I want you clearly to understand how I am placed,
supposing a distinguished member of my household supposing
even you, Prince Maiyo were to come within
the arm of the law. Even the great claims of hospitality
would leave me powerless.”
“This,” the Prince admitted,
“I fully apprehend. It is surely reasonable
that the stranger in your country should be subject
to your laws.”
“Very well, then,” the
Duke continued. “Listen to me, Prince.
This morning a London magistrate will grant what is
called a search warrant which will enable the police
to search, from attic to cellar, your house in St.
James’ Square. An Inspector from Scotland
Yard will be there this afternoon awaiting your return,
and he believes that he has witnesses who will be
able to identify you as one who has broken the laws
of this country. I ask you no questions.
There is the telephone on the table. My eighty-horse-power
Daimler is at the door and at your service. I
understand that your cruiser in Southampton Harbor
is always under steam. If there is anything more,
in reason, that I can do, you have only to speak.”

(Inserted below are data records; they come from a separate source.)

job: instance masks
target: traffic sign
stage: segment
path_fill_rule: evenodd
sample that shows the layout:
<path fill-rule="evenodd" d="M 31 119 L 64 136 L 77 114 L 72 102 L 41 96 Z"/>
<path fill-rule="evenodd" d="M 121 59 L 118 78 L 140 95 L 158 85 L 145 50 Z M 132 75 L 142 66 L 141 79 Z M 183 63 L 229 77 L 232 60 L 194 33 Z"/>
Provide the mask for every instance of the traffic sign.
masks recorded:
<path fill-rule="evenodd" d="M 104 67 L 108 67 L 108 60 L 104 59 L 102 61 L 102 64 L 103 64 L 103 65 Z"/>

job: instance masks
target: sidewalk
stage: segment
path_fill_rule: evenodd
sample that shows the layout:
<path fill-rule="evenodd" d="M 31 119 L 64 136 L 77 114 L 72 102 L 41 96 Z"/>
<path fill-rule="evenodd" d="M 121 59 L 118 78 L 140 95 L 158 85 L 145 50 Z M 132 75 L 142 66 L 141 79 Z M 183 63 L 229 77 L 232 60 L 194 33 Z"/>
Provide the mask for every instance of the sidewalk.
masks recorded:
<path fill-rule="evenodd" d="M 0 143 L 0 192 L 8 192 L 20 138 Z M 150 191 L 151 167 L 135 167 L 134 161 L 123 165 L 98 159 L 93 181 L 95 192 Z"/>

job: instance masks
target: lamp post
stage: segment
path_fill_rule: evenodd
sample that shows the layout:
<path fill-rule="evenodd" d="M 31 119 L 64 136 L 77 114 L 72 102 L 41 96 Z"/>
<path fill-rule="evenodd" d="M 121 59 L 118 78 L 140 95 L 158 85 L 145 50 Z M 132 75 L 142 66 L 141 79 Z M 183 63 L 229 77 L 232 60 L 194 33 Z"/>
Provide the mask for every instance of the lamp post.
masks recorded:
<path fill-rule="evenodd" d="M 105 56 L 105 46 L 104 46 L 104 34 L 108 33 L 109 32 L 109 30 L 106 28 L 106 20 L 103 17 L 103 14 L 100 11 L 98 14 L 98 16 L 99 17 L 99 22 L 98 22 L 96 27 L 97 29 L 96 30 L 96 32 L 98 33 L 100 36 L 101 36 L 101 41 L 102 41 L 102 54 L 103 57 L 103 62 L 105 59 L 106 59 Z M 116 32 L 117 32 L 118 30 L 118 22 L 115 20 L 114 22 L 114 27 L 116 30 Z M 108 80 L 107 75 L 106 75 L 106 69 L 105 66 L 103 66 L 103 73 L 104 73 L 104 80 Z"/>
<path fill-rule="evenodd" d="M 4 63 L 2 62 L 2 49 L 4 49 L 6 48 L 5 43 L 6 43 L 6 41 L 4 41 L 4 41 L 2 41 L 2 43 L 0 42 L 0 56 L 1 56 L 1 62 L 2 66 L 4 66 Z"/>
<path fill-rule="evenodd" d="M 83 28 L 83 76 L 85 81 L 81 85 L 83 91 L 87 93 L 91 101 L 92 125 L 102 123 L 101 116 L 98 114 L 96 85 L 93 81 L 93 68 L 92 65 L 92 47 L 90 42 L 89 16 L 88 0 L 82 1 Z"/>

The Prince shook his head slowly.
“Duke,” he said, “please
send away your car, unless it will take me to London
quicker than my own. What I have done I have done,
and for what I have done I will pay.”
The Duke laid his hands upon the young
man’s shoulders and looked down into his face.
The Duke was over six feet high, and broad in proportion.
Before him the Prince seemed almost like a boy.
“Maiyo,” he said, “we
have grown fond of you, my wife, my daughter,
all of us. We don’t want harm to come to
you, but there is the American Ambassador watching
all the time. Already he more than half suspects.
For our sakes, Prince, come, I will say
for the sake of those who are grateful to you for
your candor and truthfulness, for the lessons you
have tried to teach us, make use of my car.
You will reach Southampton in half an hour.”
The Prince shook his head. His
lips had parted in what was certainly a smile.
At the corners they quivered, a little tremulous.
“My dear friend,” he said,
and his voice had softened almost to affection, “you
do not quite understand. You look upon the things
which may come from your point of view and not from
mine. Remember that, to your philosophy, life
itself is the greatest thing born into the world.